Making decisions with randomization tests
Lecture 22
Warm-up
While you wait…
Go to your
ae
project in RStudio.Make sure all of your changes up to this point are committed and pushed, i.e., there’s nothing left in your Git pane.
Click Pull to get today’s application exercise file: ae-18-duke-forest-bootstrap.qmd.
Wait till the you’re prompted to work on the application exercise during class before editing the file.
Announcements
Before Monday, Nov 25
- Bare minimum: Make substantial progress on your project write-up: Finish your introduction and exploratory data analysis (plots/summary statistics + their interpretations) + Write up methods you plan to use.
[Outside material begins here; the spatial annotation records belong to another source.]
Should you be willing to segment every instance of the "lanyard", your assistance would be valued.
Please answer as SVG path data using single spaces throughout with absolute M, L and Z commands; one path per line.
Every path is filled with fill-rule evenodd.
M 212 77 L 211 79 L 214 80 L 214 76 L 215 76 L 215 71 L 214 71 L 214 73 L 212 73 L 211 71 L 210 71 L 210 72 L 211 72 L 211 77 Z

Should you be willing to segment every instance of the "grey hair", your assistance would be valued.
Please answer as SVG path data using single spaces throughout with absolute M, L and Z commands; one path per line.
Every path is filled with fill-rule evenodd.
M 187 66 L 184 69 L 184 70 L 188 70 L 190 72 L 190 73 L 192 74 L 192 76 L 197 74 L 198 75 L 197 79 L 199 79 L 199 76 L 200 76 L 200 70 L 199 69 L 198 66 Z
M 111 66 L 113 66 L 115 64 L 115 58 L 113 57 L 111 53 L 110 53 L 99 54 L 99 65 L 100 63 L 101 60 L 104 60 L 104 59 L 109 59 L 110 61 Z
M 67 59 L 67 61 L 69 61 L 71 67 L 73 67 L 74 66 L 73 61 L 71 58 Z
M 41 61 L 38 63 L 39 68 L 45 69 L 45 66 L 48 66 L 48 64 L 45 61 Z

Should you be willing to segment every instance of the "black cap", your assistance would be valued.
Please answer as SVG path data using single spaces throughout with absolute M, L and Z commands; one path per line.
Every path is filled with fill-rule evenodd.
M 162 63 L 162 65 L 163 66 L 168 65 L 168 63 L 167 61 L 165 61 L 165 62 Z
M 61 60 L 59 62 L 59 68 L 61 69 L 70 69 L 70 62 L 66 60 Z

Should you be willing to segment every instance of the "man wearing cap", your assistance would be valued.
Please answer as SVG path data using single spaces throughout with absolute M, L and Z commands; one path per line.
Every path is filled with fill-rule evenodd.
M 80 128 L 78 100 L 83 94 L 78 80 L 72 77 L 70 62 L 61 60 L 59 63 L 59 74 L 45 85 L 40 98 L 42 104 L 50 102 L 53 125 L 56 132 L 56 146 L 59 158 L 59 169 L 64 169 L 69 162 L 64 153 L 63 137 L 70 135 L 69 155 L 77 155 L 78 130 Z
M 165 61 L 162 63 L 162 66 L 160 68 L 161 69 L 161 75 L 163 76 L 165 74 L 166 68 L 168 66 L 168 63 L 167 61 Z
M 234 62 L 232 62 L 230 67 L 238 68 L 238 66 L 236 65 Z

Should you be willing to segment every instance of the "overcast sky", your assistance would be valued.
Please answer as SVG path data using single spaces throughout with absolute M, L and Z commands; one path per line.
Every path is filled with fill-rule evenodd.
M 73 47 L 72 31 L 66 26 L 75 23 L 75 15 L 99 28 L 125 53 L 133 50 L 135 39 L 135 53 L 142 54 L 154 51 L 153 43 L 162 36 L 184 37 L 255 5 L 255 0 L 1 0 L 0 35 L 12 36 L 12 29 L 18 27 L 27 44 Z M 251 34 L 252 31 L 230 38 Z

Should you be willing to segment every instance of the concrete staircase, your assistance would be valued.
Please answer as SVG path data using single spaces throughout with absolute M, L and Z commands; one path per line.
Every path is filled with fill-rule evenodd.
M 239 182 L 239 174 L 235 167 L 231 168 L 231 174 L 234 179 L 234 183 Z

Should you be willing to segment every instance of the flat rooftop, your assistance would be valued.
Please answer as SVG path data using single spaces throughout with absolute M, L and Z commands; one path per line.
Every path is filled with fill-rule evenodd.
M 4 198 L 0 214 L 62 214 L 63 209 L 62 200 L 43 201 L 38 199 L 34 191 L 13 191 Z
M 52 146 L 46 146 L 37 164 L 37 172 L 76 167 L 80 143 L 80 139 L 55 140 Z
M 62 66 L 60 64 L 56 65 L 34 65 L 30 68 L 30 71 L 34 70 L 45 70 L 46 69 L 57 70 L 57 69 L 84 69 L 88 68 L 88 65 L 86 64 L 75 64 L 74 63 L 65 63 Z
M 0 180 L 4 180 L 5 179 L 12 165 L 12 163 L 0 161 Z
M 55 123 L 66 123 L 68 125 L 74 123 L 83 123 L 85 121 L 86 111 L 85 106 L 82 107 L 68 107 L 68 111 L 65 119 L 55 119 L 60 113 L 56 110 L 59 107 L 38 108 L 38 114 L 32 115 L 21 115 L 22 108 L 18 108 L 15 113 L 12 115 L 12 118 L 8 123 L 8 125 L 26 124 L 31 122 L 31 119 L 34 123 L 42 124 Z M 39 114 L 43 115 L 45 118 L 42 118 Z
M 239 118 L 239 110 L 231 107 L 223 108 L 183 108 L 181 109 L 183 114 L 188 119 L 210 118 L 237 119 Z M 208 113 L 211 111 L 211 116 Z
- Ideal: Start implementing the methods and get closer to answering your research question.
- Your work goes in
index.qmd
– as of yesterday 50% of teams had not yet touched this file! - View (and review) your rendered project on your project website linked from the “About” section of your project repo.
From last time: Quantifying uncertainty
Packages
Data: Houses in Duke Forest
- Data on houses that were sold in the Duke Forest neighborhood of Durham, NC around November 2020
- Scraped from Zillow
- Source:
openintro::duke_forest
Goal: Use the area (in square feet) to understand variability in the price of houses in Duke Forest.
Modeling
df_fit <- linear_reg() |>
fit(price ~ area, data = duke_forest)
tidy(df_fit) |>
kable(digits = 2) # neatly format table to 2 digits
term | estimate | std.error | statistic | p.value |
---|---|---|---|---|
(Intercept) | 116652.33 | 53302.46 | 2.19 | 0.03 |
area | 159.48 | 18.17 | 8.78 | 0.00 |
Confidence interval for the slope
A confidence interval will allow us to make a statement like “For each additional square foot, the model predicts the sale price of Duke Forest houses to be higher, on average, by $159, plus or minus X dollars.”
Slopes of bootstrap samples
Fill in the blank: For each additional square foot, the model predicts the sale price of Duke Forest houses to be higher, on average, by $159, plus or minus ___ dollars.
Slopes of bootstrap samples
Fill in the blank: For each additional square foot, we expect the sale price of Duke Forest houses to be higher, on average, by $159, plus or minus ___ dollars.
Confidence level
How confident are you that the true slope is between $0 and $250? How about $150 and $170? How about $90 and $210?
95% confidence interval
- A 95% confidence interval is bounded by the middle 95% of the bootstrap distribution
- We are 95% confident that for each additional square foot, the model predicts the sale price of Duke Forest houses to be higher, on average, by $90.43 to $205.77.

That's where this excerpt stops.